Alto Alegre (/pt/) is a municipality in the Brazilian state of São Paulo. The population is 4,088 (2020 est.) in an area of 319 km^{2}. The municipality comprises the main town and the districts of Jatobá and São Martinho d'Oeste.

== History ==
The District of Alto Alegre was created by State Decree-Law No. 6,713 on September 29, 1934, and was subordinated to the municipality of Penápolis. It was elevated to the status of a municipality by State Law No. 2,456 on December 30, 1953, separating it from Penápolis. At the time, it consisted of two districts: Alto Alegre and São Martinho d'Oeste. In 1960, the district of Jatobá was added.

== Geography ==
Alto Alegre is located at a latitude of 21º34' South and a longitude of 50º09' West. Its estimated population in 2017 was 4,154 inhabitants, and the 2010 census recorded a population of 4,102 inhabitants.
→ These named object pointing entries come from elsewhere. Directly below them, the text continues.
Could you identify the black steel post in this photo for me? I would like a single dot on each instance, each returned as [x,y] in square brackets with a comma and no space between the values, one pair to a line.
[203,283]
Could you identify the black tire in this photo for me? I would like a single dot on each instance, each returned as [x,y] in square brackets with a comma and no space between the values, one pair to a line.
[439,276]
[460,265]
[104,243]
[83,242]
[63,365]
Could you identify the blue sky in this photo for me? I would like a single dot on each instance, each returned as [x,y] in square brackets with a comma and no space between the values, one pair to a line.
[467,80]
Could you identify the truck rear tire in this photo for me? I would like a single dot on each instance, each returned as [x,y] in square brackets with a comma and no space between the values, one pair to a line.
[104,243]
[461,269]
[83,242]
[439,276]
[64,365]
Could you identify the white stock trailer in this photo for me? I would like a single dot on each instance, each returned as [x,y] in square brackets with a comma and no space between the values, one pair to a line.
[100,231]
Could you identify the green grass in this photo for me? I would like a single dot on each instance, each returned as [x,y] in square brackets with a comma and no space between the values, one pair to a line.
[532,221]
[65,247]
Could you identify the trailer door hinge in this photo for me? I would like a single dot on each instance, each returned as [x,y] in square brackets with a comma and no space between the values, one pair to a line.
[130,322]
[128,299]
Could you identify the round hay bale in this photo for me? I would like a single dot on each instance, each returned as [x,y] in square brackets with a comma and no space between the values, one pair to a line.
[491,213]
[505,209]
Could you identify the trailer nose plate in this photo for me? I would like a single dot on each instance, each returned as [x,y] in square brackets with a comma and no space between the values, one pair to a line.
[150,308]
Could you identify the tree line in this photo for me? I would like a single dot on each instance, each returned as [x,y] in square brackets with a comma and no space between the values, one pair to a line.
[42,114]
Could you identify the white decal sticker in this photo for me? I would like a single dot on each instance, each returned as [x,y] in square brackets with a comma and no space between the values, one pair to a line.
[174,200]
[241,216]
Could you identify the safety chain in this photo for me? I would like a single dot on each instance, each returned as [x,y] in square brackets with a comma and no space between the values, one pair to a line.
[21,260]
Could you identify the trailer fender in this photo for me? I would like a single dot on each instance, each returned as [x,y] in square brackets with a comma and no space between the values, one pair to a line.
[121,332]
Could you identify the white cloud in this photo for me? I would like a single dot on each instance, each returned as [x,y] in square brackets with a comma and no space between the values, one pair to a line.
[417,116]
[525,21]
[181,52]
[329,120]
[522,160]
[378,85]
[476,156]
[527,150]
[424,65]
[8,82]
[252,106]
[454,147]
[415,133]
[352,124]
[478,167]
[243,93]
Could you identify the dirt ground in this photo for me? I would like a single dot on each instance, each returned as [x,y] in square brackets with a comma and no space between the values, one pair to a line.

The municipality has an area of 318.216 km². With over 4,000 inhabitants, the city is located approximately 23 kilometers from Penápolis, accessible via the Raul Forchero Casasco Highway. The territorial area is 310 km². Alto Alegre borders Penápolis to the north, Luiziânia to the southwest, Promissão to the east, Getulina to the south, and Braúna to the west.

=== Hydrography ===

- Feio River (also known as Aguapeí River)

== Highways ==

- SP-419

=== Administration ===

- Mayor: Carlos Sussumi Ivama (2021–2024)
- Vice-Mayor: Adhemar Martins Flores

== Media ==
In telecommunications, the city was served by Companhia Telefônica Brasileira until 1973, when it began to be served by Telecomunicações de São Paulo. In July 1998, this company was acquired by Telefónica, which adopted the Vivo brand in 2012.

The company is currently an operator of cell phones, fixed lines, internet (fiber optics/4G) and television (satellite and cable).